CVE-2025-59089
MediumCVSS 5.9Exploitation Probability (EPSS)
Low risk36th percentile - higher than 36% of all known CVEs
Summary
A vulnerability in kdcproxy allows an attacker to perform a DoS attack by sending unbounded data in a KDC response, causing excessive memory and CPU usage. The lack of TCP response length validation and inefficient buffer management can overwhelm the server even with a single request.
Risk Assessment
An attacker can exploit this vulnerability to exhaust server resources (memory and CPU), preventing legitimate client requests from being processed. Multiple concurrent requests can cause accept queue overflow, completely blocking service access.
Recommendation
Immediately update kdcproxy to a version that implements TCP response length limits and optimizes buffer management. Until the update is applied, restrict trusted KDC servers and implement network traffic filtering.
Original NVD description (English source)

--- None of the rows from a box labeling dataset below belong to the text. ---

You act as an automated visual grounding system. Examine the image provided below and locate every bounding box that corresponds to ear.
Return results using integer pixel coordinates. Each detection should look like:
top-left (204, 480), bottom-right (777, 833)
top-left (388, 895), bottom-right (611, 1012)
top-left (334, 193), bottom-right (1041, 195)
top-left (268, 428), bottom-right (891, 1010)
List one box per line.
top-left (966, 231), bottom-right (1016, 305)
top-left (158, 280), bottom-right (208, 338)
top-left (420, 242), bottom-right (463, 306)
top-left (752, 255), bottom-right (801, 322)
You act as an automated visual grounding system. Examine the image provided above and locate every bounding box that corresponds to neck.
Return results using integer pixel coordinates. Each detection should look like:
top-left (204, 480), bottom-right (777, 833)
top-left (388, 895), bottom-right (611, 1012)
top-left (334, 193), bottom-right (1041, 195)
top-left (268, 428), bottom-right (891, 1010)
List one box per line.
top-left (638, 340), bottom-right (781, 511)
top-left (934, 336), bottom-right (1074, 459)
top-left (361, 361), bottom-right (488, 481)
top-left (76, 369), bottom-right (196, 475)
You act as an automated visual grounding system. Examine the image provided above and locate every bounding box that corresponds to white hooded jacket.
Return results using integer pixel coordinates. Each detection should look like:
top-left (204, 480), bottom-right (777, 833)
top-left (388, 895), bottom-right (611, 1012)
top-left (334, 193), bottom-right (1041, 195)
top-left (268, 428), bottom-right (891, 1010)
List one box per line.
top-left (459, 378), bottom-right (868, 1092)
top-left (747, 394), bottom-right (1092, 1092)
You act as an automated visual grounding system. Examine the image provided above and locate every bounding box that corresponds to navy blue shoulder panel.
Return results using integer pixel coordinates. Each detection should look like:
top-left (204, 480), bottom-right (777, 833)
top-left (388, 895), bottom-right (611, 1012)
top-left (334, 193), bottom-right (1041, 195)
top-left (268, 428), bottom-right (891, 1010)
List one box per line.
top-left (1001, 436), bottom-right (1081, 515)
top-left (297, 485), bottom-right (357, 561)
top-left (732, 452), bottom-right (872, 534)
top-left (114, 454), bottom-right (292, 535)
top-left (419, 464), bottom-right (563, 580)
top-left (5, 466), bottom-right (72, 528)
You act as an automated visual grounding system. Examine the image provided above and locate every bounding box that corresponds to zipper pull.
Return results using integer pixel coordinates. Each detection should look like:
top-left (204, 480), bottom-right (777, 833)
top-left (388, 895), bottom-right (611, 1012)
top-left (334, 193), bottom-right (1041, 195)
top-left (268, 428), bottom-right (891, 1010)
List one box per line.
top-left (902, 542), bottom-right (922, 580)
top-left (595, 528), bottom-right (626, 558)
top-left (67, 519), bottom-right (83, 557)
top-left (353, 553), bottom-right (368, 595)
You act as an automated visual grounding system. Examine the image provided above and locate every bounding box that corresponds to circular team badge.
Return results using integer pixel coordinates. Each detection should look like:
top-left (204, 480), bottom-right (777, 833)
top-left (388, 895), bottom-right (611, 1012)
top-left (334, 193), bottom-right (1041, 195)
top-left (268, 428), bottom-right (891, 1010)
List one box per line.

If an attacker causes kdcproxy to connect to an attacker-controlled KDC server (e.g. through server-side request forgery), they can exploit the fact that kdcproxy does not enforce bounds on TCP response length to conduct a denial-of-service attack. While receiving the KDC's response, kdcproxy copies the entire buffered stream into a new buffer on each recv() call, even when the transfer is incomplete, causing excessive memory allocation and CPU usage. Additionally, kdcproxy accepts incoming response chunks as long as the received data length is not exactly equal to the length indicated in the response header, even when individual chunks or the total buffer exceed the maximum length of a Kerberos message. This allows an attacker to send unbounded data until the connection timeout is reached (approximately 12 seconds), exhausting server memory or CPU resources. Multiple concurrent requests can cause accept queue overflow, denying service to legitimate clients.